WKU Distinguished Professor Chris Groves returned from Guilin, China, this week where he gave an invited keynote lecture at the International Symposium on Karst Water under Global Change Pressure.

As an invited representative of the United Nations International Geoscience Program, Dr. Chris Groves addresses the conference opening ceremony with remarks about the status of China/U.S. cooperation in karst science. (Photo by Su Luxuan).

As an invited representative of the United Nations International Geoscience Program, Dr. Chris Groves addresses the conference opening ceremony with remarks about the status of China/U.S. cooperation in karst science. (Photo by Su Luxuan).

The conference, sponsored by the United Nations Educational Cultural and Scientific Organization (UNESCO) and the China Geological Survey, attracted 138 scientists and students from 13 countries.
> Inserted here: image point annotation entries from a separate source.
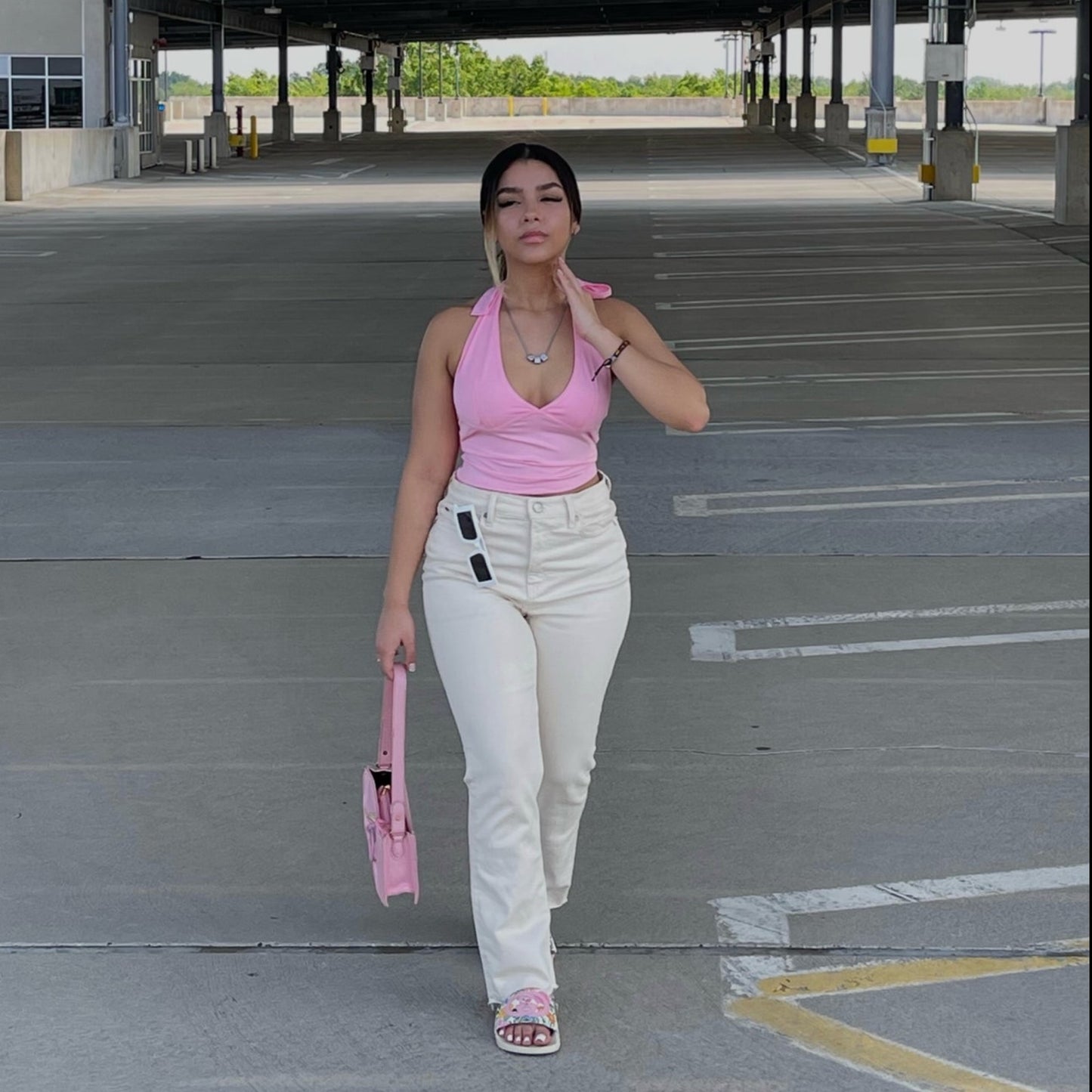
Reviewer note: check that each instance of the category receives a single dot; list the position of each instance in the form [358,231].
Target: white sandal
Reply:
[529,1006]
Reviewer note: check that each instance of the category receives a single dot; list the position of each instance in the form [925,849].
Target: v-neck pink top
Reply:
[508,444]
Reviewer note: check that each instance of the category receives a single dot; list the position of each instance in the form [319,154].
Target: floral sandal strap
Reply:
[527,1006]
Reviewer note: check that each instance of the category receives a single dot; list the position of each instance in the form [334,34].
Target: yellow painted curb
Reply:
[922,972]
[777,1007]
[863,1050]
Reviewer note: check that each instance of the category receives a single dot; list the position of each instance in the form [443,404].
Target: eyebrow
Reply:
[518,189]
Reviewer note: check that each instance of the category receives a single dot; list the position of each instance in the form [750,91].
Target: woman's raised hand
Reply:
[586,319]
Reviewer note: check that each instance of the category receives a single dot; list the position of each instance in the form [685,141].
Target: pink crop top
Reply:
[508,444]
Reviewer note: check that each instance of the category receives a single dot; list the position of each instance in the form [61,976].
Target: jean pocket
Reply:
[594,525]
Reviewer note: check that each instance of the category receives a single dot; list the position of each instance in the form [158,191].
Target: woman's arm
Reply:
[649,370]
[434,448]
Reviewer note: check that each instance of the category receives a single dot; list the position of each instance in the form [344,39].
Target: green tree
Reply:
[257,83]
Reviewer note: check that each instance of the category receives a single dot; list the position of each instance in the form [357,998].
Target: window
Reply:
[144,103]
[27,104]
[41,92]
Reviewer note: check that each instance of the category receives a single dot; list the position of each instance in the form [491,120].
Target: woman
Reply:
[525,580]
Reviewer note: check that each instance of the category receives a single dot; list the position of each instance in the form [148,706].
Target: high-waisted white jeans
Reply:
[525,664]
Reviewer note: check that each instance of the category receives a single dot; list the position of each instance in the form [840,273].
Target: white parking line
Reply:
[856,299]
[885,230]
[930,376]
[878,336]
[698,505]
[714,642]
[912,421]
[839,270]
[763,991]
[1021,243]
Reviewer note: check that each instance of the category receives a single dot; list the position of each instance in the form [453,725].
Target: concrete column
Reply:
[120,63]
[215,124]
[368,106]
[331,117]
[397,122]
[766,103]
[880,139]
[1072,174]
[783,69]
[1072,149]
[783,113]
[954,88]
[283,129]
[805,114]
[837,114]
[837,23]
[954,165]
[1081,94]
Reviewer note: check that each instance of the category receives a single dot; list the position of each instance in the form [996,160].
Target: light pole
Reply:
[1042,32]
[726,39]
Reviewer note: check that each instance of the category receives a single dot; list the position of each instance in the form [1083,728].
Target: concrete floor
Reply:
[858,659]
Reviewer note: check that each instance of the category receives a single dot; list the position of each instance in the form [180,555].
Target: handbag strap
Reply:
[392,741]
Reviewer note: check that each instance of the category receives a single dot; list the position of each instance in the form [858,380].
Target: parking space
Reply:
[848,733]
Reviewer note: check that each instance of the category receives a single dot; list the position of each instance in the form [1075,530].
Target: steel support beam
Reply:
[806,80]
[954,88]
[232,19]
[120,31]
[216,44]
[282,71]
[880,140]
[783,70]
[837,24]
[1081,94]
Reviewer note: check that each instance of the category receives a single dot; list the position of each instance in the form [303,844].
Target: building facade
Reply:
[56,69]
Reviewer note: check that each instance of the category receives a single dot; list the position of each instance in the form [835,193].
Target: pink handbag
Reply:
[392,846]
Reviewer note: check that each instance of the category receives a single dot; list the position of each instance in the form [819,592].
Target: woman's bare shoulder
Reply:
[449,330]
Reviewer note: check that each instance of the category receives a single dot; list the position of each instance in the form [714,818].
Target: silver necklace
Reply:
[534,357]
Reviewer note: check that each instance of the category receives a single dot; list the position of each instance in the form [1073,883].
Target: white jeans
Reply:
[525,662]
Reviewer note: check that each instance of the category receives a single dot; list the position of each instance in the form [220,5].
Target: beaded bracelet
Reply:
[611,360]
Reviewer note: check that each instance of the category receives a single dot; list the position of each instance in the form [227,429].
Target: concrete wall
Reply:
[48,26]
[1028,112]
[37,161]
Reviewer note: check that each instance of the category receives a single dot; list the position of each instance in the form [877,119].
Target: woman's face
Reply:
[534,221]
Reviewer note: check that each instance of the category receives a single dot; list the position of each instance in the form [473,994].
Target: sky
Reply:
[1004,51]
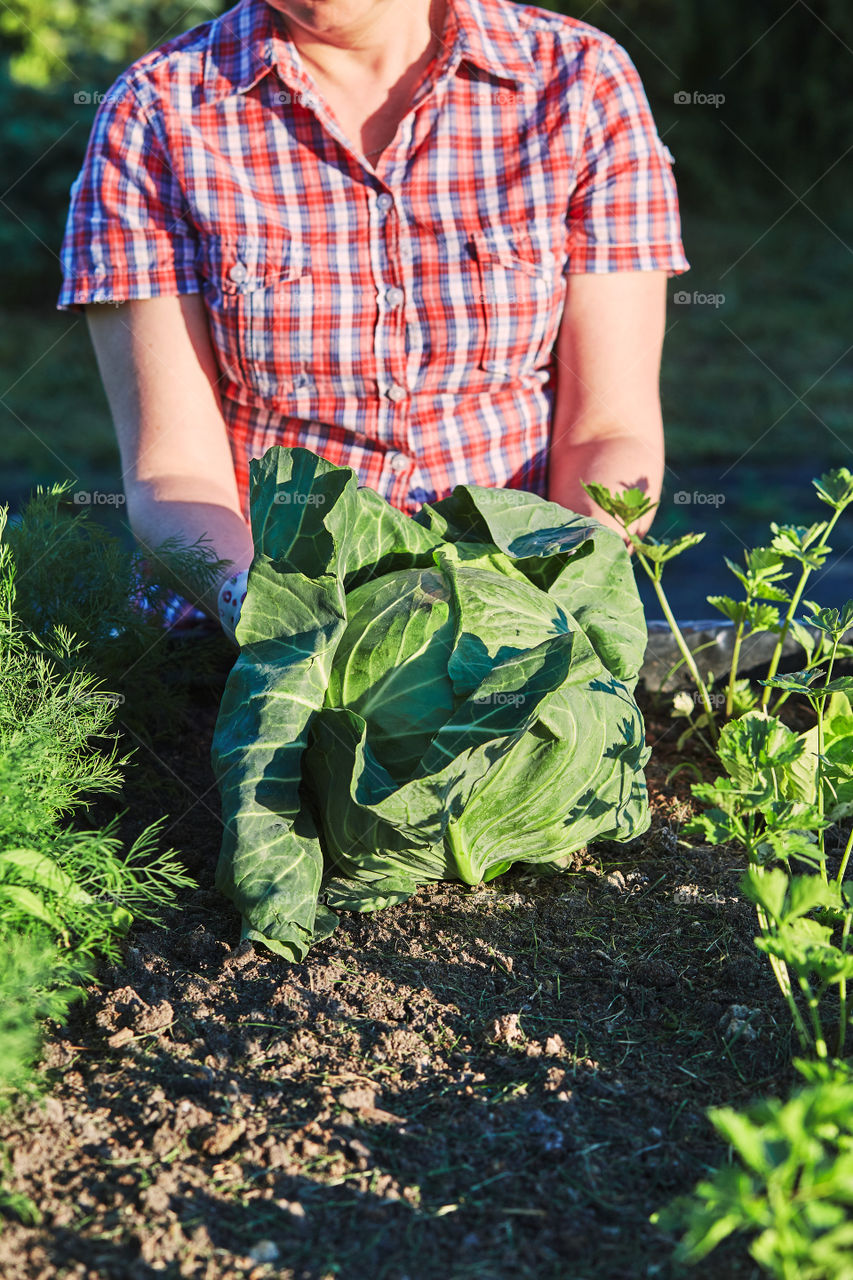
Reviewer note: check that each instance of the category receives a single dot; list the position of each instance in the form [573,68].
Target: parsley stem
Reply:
[792,608]
[655,575]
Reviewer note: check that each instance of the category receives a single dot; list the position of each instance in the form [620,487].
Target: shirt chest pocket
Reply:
[259,295]
[520,302]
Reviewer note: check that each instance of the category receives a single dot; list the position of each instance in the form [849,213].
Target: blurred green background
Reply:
[757,388]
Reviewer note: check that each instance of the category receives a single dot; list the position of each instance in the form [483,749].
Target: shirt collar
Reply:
[246,42]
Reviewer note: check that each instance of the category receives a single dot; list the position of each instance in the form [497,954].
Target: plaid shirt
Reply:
[397,319]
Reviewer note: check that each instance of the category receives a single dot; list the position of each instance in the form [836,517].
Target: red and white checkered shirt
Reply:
[397,319]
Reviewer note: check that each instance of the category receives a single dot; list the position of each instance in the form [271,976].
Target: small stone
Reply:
[553,1079]
[223,1138]
[359,1098]
[155,1200]
[121,1038]
[505,1029]
[295,1210]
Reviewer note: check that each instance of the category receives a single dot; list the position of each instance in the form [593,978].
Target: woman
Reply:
[425,238]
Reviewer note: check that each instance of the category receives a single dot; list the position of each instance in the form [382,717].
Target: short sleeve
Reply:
[127,233]
[624,210]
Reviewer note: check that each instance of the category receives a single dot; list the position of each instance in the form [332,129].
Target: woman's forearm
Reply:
[170,508]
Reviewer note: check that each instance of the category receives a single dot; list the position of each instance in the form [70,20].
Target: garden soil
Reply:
[489,1083]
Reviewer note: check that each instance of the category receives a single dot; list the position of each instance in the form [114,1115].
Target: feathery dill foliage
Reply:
[65,895]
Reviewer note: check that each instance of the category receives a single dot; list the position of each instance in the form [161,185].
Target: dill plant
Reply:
[67,895]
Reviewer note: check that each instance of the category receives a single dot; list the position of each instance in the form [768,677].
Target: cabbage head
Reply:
[419,699]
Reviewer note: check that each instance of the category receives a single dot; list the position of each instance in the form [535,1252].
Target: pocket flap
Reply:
[514,248]
[243,264]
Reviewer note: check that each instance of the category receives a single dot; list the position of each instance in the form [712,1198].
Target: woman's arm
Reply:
[160,376]
[606,423]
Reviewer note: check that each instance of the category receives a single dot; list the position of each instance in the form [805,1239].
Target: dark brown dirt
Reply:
[501,1082]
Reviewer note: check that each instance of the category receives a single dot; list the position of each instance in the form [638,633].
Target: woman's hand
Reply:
[606,424]
[160,379]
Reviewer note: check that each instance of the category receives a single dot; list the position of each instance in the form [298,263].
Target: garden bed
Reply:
[483,1082]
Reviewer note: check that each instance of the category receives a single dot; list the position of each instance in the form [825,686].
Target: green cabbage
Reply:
[419,699]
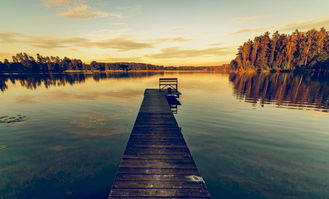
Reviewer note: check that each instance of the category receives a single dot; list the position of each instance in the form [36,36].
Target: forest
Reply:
[285,52]
[24,63]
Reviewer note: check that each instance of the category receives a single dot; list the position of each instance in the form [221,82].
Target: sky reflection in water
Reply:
[76,127]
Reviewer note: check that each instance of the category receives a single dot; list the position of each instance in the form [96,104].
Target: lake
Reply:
[251,135]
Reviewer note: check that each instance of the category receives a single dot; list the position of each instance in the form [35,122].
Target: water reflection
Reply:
[33,81]
[296,91]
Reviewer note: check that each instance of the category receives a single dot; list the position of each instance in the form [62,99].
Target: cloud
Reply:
[314,23]
[244,20]
[173,39]
[252,29]
[122,44]
[216,44]
[176,52]
[85,12]
[57,3]
[6,36]
[115,43]
[178,28]
[77,9]
[52,42]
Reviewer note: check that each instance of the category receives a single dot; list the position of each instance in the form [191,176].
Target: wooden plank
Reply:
[157,162]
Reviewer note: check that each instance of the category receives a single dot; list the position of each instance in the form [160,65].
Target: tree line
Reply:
[299,50]
[24,63]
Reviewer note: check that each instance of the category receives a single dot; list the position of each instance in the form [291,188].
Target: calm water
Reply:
[251,135]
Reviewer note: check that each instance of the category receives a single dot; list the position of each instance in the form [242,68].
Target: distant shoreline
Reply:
[169,70]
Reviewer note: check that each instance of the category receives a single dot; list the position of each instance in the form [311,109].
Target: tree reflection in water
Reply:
[289,90]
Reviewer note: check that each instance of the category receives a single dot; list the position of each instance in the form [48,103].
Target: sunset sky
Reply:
[171,32]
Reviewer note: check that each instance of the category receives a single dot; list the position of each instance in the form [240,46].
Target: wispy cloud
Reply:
[216,44]
[244,20]
[122,44]
[53,42]
[179,28]
[77,9]
[118,43]
[251,29]
[173,39]
[302,25]
[176,52]
[11,37]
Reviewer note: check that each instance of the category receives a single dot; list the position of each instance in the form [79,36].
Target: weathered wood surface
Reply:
[157,162]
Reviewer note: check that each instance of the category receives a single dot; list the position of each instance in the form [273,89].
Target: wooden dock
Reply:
[157,162]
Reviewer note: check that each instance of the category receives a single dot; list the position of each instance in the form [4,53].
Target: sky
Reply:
[171,32]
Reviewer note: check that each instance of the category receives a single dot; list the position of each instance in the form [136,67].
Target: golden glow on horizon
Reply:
[162,33]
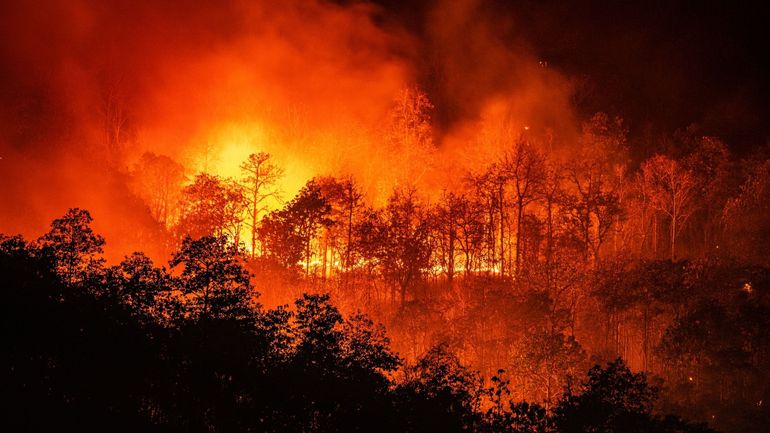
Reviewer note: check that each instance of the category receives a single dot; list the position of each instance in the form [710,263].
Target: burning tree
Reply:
[672,189]
[211,206]
[260,183]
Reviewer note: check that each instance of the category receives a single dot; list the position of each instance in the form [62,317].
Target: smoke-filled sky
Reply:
[312,82]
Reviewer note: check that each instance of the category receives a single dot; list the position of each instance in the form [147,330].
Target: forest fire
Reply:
[468,215]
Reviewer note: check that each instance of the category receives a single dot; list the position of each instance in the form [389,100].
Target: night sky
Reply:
[660,64]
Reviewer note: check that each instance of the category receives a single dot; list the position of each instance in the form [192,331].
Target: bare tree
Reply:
[524,167]
[259,181]
[673,188]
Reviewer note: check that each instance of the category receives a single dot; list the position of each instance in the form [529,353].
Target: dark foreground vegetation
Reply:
[138,348]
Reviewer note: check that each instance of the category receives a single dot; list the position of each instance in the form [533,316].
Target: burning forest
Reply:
[321,216]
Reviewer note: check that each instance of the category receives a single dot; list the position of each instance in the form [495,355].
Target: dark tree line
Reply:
[135,347]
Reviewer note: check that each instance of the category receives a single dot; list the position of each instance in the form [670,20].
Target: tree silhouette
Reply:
[73,246]
[260,183]
[213,276]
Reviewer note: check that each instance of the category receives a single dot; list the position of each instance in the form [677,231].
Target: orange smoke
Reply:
[89,87]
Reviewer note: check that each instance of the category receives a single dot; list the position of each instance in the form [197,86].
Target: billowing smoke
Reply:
[86,87]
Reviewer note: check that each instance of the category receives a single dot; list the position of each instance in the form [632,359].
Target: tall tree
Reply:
[73,246]
[524,166]
[158,180]
[211,206]
[405,252]
[260,183]
[214,278]
[673,191]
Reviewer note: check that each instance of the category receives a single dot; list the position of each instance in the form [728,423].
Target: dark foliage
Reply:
[136,348]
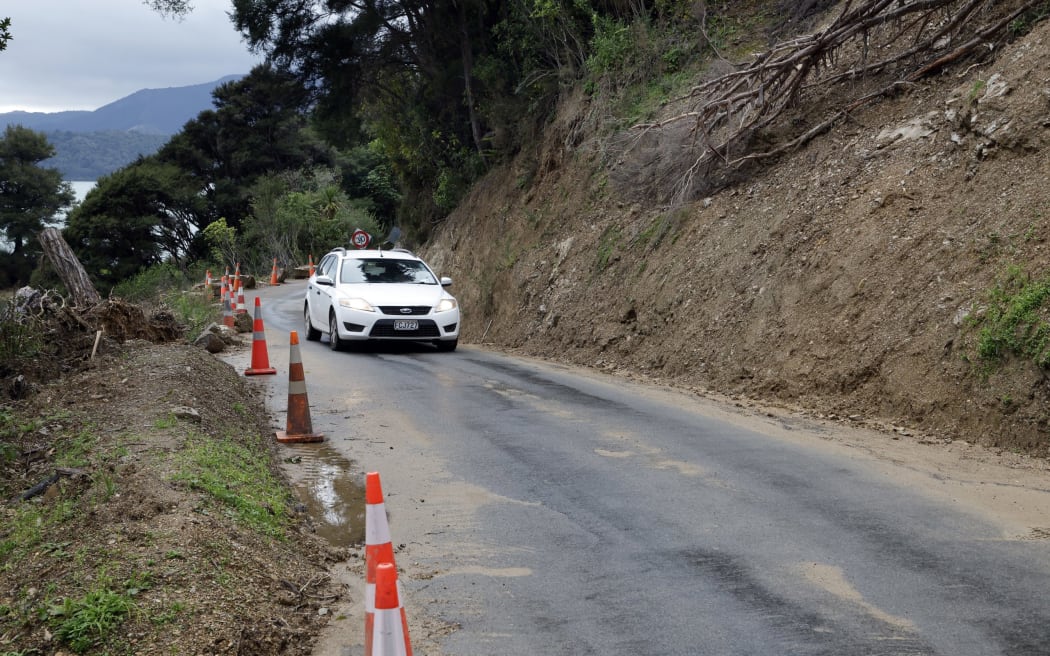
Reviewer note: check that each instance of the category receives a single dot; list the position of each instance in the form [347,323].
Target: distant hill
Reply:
[91,144]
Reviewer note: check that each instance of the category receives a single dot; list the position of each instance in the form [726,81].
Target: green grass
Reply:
[1015,322]
[607,246]
[237,481]
[87,621]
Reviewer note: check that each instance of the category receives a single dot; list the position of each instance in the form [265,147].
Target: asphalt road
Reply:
[547,510]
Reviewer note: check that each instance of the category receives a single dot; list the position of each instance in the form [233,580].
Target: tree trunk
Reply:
[467,56]
[69,269]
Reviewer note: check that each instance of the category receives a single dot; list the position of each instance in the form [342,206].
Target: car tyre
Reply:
[312,333]
[446,345]
[334,342]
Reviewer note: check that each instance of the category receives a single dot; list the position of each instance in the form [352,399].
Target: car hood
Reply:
[395,294]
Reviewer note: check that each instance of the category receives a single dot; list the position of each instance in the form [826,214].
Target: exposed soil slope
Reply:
[127,525]
[839,278]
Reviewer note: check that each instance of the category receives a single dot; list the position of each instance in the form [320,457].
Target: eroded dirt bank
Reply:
[843,279]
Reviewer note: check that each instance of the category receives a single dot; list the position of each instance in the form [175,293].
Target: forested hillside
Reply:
[875,252]
[836,205]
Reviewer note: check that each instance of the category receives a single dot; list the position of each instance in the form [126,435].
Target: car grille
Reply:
[384,328]
[416,310]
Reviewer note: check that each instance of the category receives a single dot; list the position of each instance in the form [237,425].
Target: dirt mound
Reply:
[129,527]
[43,337]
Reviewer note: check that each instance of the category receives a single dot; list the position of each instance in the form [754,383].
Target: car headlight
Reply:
[445,304]
[357,303]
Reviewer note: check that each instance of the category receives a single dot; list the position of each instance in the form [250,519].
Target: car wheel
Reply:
[446,345]
[312,333]
[334,341]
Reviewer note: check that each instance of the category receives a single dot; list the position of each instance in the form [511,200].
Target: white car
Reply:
[356,296]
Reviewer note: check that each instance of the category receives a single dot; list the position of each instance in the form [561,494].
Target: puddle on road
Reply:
[334,498]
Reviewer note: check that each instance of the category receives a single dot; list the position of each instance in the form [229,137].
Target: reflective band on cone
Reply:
[298,426]
[228,319]
[260,360]
[378,550]
[242,307]
[391,635]
[273,273]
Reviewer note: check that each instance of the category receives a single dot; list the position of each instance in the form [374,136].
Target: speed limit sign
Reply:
[360,238]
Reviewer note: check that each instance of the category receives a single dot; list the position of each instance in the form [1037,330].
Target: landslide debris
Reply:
[141,507]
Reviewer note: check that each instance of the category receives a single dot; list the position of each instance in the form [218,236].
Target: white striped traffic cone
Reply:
[391,632]
[298,426]
[378,550]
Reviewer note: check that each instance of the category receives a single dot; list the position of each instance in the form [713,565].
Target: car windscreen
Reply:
[385,270]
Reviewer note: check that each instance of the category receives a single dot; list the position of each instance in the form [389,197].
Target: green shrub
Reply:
[85,622]
[1015,322]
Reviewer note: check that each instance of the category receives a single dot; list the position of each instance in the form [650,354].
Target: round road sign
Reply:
[360,238]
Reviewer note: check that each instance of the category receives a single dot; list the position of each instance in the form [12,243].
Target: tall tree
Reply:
[4,33]
[257,127]
[140,215]
[30,197]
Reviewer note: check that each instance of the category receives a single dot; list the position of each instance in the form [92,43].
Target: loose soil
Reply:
[202,582]
[845,280]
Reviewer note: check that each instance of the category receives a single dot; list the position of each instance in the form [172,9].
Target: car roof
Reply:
[375,253]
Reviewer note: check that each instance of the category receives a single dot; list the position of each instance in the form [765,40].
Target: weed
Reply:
[239,480]
[30,523]
[193,311]
[1024,23]
[611,45]
[607,245]
[85,622]
[1015,321]
[76,448]
[168,615]
[170,421]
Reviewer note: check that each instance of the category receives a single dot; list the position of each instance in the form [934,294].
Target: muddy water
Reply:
[333,494]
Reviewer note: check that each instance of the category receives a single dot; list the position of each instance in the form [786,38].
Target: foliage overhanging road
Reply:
[544,510]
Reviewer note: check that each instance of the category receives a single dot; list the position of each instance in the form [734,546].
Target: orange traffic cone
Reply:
[227,310]
[260,360]
[298,427]
[273,273]
[240,307]
[391,632]
[378,549]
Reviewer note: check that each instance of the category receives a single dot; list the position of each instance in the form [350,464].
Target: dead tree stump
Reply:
[69,269]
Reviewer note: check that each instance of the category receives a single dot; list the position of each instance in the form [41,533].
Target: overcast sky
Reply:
[85,54]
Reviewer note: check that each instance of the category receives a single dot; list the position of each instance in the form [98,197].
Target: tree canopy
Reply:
[32,196]
[4,33]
The meeting was held at UNESCO’s International Research Center on Karst, with support of the Institute of Karst Geology and Ministry of Land and Resources.

The conference highlighted international efforts to understand how climate change may be impacting water resources from karst aquifers. These aquifers have been estimated to supply one-fourth of the world’s population with drinking water. Karst areas like those in southcentral Kentucky are landscapes developed on soluble rock such as limestone where caves, sinkholes and underground rivers are common. There are often difficult water access and quality challenges in these regions.

Dr. Groves discussed perspectives on how water planners in the United States are factoring karst-related geological processes into strategies for climate change adaption. He concluded that, so far, the U.S. is fortunate to have a geography and climate such that there are relatively few people relying directly on karst aquifers, with notable exceptions in Texas and Florida.

In another session, Dr. Groves reported on progress in cooperative U.S./Chinese research, funded jointly by WKU’s Research and Creative Activity Program (RCAP) and the government of China’s Guangxi Province, which is trying to better quantify the removal of CO2 gas from the atmosphere that accompanies karst landscape evolution. Two sister monitoring sites are serving as reference sites for an eventual global network of such measurement stations: one is in China and the other at Lost River Cave in Bowling Green.

Geography and Geology Department Head David Keeling, noted that “Dr. Groves’ ongoing work in China is part of the Hoffman Institute’s international strategies to engage students, faculty and communities in conversations and research about critical water resource issues. From China to Belize, the Caribbean to Europe, and to points across the U.S., Dr. Groves’ team is focusing new technologies and techniques on this planet’s most precious natural resource: water.”